Ce passage progressif du « un chômeur/retraité a le droit à son salaire de référence » à « la durée de cotisation conditionne le droit à l’allocation et à la pension » initié dans les années 1980 donc, s’accompagne en plus de l’arrivée des sous régimes fragmentant les caisses et des comptes rechargeables (prenant en compte les cotisations non utilisées d’un chômeur ayant retrouvé un emploi et se retrouvant à nouveau au chômage, et non le revenu de son dernier emploi, même si celui-ci était mieux payé). Une logique équivalente a d’ailleurs été appliquée à la CGE (système d’assurance maladie) en 1992, dont la subvention par les cotisations patronales (taxe du capital) et salariales (assurance solidaire) s’est vue retoquée en subside financée par l’impôt, au bon vouloir d’un État suivant la courbe des politiques austéritaires… Là encore, il y a eu passage de la logique du droit à la logique de l’aide, de la logique de l’indépendance (mettant au cœur du projet l’enjeu du pouvoir) à la logique de la soumission.
Depuis, c’est un déferlement de réformes structurelles pour restreindre l’accessibilité à ces droits, subvertir l’idée d’un régime portant la possibilité d’une socialisation de la richesse et appauvrir les caisses par des cadeaux fiscaux aux grandes entreprises (exonérations de cotisations patronales, défiscalisations ou plans de relance).

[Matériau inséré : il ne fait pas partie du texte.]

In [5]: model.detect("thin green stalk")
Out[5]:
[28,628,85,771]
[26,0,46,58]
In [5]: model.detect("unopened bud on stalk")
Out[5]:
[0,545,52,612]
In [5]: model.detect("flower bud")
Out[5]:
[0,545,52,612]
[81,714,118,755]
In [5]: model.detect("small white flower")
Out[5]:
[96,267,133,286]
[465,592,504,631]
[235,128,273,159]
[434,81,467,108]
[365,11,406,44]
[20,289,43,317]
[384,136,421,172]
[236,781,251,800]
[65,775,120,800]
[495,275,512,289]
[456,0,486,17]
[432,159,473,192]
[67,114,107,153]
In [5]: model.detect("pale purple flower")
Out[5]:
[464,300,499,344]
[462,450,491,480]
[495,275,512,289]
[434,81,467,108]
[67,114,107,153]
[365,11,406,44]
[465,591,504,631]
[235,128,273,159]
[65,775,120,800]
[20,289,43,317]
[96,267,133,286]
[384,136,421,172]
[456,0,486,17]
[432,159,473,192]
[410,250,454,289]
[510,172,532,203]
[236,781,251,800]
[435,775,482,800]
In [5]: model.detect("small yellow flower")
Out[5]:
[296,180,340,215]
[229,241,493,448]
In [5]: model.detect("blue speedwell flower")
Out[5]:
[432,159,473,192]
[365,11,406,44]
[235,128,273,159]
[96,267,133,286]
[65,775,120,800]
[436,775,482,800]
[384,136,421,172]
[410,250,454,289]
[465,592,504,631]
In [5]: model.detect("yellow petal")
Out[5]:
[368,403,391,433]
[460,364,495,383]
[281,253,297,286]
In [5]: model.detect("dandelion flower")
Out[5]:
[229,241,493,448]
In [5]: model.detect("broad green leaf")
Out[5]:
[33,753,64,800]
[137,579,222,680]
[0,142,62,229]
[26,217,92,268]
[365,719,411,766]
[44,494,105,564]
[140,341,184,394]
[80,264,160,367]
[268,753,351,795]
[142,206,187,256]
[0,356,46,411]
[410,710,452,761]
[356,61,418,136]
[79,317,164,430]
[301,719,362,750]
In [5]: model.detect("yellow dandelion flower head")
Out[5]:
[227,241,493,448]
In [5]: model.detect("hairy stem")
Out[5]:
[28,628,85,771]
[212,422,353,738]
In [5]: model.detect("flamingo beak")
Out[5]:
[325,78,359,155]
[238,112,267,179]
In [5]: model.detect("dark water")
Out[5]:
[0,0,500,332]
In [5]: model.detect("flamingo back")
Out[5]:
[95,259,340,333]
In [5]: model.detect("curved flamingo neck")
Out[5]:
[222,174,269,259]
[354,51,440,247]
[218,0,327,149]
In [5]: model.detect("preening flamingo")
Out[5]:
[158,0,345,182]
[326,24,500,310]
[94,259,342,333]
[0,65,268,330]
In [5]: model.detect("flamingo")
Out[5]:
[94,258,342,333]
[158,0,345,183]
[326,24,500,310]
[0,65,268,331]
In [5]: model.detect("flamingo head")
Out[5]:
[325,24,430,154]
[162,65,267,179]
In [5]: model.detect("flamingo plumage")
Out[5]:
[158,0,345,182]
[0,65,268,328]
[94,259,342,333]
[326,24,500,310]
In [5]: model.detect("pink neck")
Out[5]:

Ainsi, pour le calcul de la pension retraite, on est passé des 10 aux 25 meilleures années, et des 37.5 années cotisées aux 43 années, ce qui revient à mettre l’inflation sur la carrière et non sur le droit au salaire.

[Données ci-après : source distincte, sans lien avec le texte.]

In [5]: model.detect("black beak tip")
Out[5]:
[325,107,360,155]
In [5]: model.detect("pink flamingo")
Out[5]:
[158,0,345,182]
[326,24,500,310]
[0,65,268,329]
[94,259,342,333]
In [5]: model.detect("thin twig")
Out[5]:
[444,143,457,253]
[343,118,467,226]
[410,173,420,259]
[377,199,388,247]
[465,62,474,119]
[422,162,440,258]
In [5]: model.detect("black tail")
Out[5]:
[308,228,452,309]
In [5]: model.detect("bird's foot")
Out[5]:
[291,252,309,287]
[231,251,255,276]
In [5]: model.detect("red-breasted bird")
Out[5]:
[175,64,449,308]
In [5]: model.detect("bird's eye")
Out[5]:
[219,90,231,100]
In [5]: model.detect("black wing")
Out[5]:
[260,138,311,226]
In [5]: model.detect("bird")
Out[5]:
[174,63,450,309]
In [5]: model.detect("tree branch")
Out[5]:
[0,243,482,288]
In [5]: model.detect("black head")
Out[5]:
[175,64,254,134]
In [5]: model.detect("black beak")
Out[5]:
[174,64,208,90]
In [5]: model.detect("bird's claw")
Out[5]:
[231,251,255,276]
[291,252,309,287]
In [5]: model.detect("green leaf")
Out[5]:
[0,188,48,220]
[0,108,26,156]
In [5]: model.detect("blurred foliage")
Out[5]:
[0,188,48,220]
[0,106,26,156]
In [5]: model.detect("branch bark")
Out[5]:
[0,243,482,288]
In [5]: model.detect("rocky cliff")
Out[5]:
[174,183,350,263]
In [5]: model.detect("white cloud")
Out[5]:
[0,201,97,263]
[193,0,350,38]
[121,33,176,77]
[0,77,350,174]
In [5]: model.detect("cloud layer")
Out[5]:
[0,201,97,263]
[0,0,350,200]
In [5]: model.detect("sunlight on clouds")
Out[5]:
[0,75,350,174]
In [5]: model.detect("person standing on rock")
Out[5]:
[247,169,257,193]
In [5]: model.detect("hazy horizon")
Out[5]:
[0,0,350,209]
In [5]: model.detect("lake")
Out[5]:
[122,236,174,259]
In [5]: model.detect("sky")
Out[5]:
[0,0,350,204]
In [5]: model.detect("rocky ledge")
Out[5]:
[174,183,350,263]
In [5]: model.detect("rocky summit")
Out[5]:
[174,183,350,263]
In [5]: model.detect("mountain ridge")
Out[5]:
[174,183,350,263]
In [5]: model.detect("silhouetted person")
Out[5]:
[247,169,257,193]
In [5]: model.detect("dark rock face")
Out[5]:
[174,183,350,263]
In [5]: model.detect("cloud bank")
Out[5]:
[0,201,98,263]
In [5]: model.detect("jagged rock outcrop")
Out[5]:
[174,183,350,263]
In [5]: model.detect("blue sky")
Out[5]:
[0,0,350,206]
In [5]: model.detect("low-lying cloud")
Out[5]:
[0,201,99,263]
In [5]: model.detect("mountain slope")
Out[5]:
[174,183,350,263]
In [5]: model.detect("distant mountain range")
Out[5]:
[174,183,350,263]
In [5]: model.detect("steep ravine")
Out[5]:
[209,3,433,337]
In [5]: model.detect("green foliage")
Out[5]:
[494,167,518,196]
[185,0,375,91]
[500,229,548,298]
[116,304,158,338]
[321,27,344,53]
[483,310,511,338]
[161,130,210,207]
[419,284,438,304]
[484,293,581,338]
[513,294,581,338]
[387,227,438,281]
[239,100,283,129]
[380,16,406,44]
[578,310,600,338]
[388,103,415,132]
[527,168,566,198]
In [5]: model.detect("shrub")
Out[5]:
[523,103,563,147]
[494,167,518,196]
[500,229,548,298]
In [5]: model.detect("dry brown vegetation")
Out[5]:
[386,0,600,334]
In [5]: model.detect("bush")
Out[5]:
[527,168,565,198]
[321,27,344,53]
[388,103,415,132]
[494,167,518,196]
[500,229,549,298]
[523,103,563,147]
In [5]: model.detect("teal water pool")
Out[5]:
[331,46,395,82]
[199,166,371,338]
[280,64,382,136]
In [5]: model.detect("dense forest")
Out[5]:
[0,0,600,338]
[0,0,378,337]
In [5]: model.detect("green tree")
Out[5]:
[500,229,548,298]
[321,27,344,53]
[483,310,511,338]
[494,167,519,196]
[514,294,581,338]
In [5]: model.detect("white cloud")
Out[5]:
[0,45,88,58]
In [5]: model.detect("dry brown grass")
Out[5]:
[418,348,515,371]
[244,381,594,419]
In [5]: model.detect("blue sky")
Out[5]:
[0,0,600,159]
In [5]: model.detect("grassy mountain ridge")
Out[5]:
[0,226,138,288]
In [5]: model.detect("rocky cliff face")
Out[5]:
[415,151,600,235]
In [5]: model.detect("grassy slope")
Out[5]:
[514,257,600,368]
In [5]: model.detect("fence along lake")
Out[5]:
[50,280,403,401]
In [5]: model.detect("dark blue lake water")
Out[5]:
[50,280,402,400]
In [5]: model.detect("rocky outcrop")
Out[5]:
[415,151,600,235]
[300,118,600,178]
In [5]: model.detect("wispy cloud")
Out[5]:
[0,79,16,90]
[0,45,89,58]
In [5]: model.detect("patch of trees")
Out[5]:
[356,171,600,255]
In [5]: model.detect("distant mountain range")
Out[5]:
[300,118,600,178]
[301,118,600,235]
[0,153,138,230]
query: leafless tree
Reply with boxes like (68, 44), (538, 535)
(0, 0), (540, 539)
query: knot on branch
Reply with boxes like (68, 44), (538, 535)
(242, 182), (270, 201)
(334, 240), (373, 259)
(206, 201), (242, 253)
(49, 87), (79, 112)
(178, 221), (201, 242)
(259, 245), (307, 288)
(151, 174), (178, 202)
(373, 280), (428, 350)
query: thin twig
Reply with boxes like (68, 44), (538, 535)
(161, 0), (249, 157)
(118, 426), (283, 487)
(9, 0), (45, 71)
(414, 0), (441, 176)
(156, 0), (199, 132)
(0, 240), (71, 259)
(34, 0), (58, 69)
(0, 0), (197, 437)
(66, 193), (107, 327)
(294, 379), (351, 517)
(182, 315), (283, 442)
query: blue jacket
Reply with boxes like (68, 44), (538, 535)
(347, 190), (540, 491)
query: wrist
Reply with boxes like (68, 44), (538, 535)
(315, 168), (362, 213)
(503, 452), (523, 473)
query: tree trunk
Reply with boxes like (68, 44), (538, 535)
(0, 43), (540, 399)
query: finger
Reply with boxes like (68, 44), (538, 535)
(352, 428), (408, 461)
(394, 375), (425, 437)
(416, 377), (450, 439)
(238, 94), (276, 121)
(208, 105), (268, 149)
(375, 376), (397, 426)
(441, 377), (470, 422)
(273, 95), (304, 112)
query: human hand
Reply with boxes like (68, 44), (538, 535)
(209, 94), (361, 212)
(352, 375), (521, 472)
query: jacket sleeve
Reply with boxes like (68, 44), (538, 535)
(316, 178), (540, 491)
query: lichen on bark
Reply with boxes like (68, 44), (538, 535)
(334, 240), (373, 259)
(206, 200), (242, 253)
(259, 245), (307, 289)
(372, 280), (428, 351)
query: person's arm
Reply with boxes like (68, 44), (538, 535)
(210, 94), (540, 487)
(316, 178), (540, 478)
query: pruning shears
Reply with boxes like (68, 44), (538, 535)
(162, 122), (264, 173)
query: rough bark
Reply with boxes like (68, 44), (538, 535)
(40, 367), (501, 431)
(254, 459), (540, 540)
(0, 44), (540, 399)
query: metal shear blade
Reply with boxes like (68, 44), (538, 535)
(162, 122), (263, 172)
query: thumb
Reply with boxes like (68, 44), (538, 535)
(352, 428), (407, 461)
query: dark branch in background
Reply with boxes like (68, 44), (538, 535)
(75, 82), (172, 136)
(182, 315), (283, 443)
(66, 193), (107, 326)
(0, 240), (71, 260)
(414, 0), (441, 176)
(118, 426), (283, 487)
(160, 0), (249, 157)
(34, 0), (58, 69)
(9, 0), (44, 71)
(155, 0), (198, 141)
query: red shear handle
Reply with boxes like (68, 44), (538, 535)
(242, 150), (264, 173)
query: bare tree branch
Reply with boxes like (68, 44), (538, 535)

Le but est théorisé par le livre blanc de Rocard (1991), repris par la Banque Mondiale en 1994 : revenir au salaire à la tâche (CDI-projets, CDI-chantiers, CDD d’intérim, contrats zéro heures, auto-entrepreneurs, stages, service civique, …), un monde d’avant le contrat de travail inventé par le mouvement ouvrier, parce que c’est moins cher et que ça met à genoux. Mais intelligemment ! En faisant supporter cet objectif par un revenu universel, sorte de RSA amélioré, compressant toute les aides en une et permettant d’asphyxier le régime général qui porte en lui l’indépendance vis-à-vis du marché, ainsi qu’une gestion collective des investissements et des salaires via des caisses gérées par les représentants des travailleur.euses (ce qu’était l’Unédic : un organisme indépendant de l’État avec, pour trois quarts, des représentants des salarié.e.s).

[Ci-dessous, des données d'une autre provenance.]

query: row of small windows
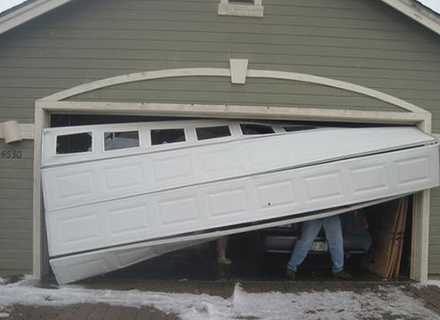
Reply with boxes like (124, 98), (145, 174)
(56, 123), (313, 154)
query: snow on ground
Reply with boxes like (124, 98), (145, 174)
(422, 280), (440, 288)
(0, 277), (440, 320)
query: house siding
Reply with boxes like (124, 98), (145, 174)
(0, 0), (440, 275)
(0, 140), (33, 276)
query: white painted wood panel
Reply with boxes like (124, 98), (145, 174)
(46, 145), (439, 257)
(50, 238), (213, 284)
(42, 122), (435, 212)
(50, 194), (412, 284)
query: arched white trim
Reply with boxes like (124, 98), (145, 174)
(40, 68), (428, 113)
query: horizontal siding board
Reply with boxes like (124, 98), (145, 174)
(0, 189), (32, 202)
(0, 239), (32, 252)
(0, 219), (32, 232)
(0, 248), (32, 263)
(9, 29), (439, 53)
(0, 179), (33, 190)
(0, 168), (33, 179)
(0, 230), (32, 240)
(0, 257), (32, 274)
(5, 41), (440, 63)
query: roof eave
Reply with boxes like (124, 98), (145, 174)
(380, 0), (440, 35)
(0, 0), (440, 35)
(0, 0), (72, 34)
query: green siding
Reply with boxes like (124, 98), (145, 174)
(0, 141), (33, 276)
(0, 0), (440, 275)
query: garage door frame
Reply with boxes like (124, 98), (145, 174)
(33, 60), (432, 282)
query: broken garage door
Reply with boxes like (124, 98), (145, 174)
(42, 120), (439, 283)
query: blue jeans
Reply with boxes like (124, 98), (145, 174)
(287, 216), (344, 272)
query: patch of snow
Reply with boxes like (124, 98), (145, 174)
(0, 278), (440, 320)
(423, 280), (440, 288)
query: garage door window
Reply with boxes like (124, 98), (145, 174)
(104, 131), (139, 151)
(196, 126), (231, 140)
(56, 132), (92, 154)
(240, 123), (275, 135)
(151, 129), (186, 146)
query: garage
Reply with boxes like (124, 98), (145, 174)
(0, 0), (440, 281)
(36, 86), (437, 282)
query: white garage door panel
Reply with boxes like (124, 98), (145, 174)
(46, 145), (439, 256)
(42, 128), (433, 211)
(50, 239), (212, 284)
(50, 198), (412, 284)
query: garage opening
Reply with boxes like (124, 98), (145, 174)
(44, 114), (426, 280)
(41, 114), (436, 280)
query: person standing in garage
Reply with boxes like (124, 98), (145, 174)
(286, 216), (351, 280)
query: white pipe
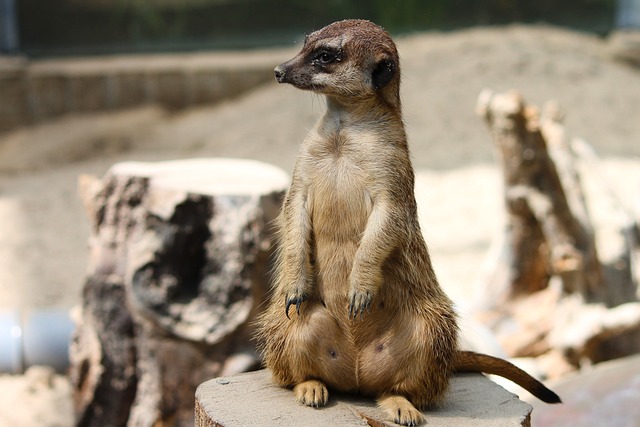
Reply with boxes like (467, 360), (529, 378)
(0, 309), (75, 374)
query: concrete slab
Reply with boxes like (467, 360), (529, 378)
(195, 370), (532, 427)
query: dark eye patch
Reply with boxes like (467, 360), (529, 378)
(311, 48), (342, 66)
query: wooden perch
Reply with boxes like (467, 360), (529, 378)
(71, 159), (288, 427)
(478, 92), (606, 302)
(476, 91), (640, 377)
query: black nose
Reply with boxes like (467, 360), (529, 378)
(273, 65), (286, 83)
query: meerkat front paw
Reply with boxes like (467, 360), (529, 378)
(378, 396), (424, 427)
(293, 380), (329, 408)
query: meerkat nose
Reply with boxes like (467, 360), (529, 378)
(273, 65), (286, 83)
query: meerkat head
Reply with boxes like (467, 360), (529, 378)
(274, 20), (400, 105)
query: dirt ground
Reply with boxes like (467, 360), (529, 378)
(0, 26), (640, 426)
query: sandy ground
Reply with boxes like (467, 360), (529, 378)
(0, 26), (640, 426)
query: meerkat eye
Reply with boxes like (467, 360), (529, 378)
(311, 50), (340, 65)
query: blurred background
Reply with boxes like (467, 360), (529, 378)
(0, 0), (631, 57)
(0, 0), (640, 427)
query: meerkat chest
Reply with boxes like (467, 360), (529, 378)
(307, 129), (373, 241)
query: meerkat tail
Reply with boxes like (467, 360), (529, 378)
(455, 351), (562, 403)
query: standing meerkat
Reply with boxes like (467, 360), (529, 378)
(258, 20), (559, 426)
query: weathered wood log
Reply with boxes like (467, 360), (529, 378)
(478, 91), (606, 303)
(477, 92), (640, 375)
(71, 159), (288, 426)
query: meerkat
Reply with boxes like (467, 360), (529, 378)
(258, 20), (559, 426)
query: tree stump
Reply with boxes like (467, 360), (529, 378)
(478, 92), (604, 302)
(71, 159), (289, 426)
(478, 91), (640, 376)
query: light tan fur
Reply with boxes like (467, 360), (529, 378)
(258, 20), (560, 425)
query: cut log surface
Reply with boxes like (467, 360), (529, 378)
(195, 370), (531, 427)
(70, 159), (289, 427)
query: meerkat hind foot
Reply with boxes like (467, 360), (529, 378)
(293, 380), (329, 408)
(378, 396), (424, 427)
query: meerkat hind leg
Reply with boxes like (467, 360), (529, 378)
(293, 380), (329, 408)
(378, 395), (424, 426)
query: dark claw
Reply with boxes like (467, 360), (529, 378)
(284, 297), (306, 319)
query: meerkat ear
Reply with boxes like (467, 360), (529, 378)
(371, 59), (396, 90)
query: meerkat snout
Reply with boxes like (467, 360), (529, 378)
(273, 65), (286, 83)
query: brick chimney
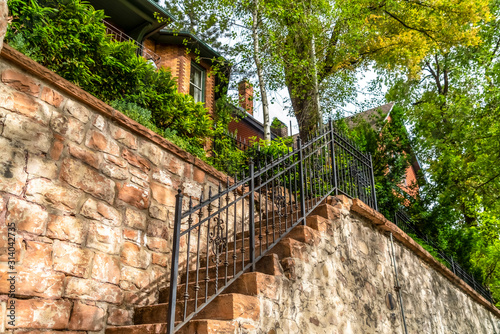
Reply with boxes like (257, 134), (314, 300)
(238, 79), (253, 115)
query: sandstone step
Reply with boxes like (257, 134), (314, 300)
(134, 293), (260, 325)
(162, 254), (283, 303)
(105, 319), (238, 334)
(179, 259), (244, 284)
(270, 238), (307, 259)
(105, 323), (168, 334)
(177, 319), (239, 334)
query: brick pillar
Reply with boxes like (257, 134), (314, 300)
(0, 0), (9, 50)
(238, 79), (253, 115)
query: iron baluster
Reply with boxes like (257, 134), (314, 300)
(248, 161), (255, 271)
(167, 189), (183, 334)
(370, 154), (378, 211)
(297, 137), (306, 225)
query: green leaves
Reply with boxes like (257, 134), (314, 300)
(7, 0), (212, 157)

Bref, l’enjeu pour eux est de substituer au contre-pouvoir économique et symbolique que forment nos institutions du travail déjà bien sapées, mais qui même en l’état ont prouvé leur valeur durant la crise sanitaire, le monde anarchique de la production effrénée et sa double tyrannie : la valeur d’échange et l’emploi capitaliste pilotés par « le marché », à savoir les normes édictées par les monopoles et les politiques du patronat (de manière impropre nos « collaborateurs » ou « entrepreneurs »).
Développer le droit au salaire libéré du marché de l’emploi
« Il n’y pas de santé possible dans l’inquiétude matérielle » Frédéric Lordon
On sait ce qu’il nous reste à affirmer dans nos perspectives à partir de ce déjà-là : un régime général amélioré et indépendant, débarrassé des restrictions et autres anomalies injectées par ceux qui mettent à mal nos métiers. Parce que les attaques minutieuses contre ces conquêtes sociales pointent bien ce que nous devons développer.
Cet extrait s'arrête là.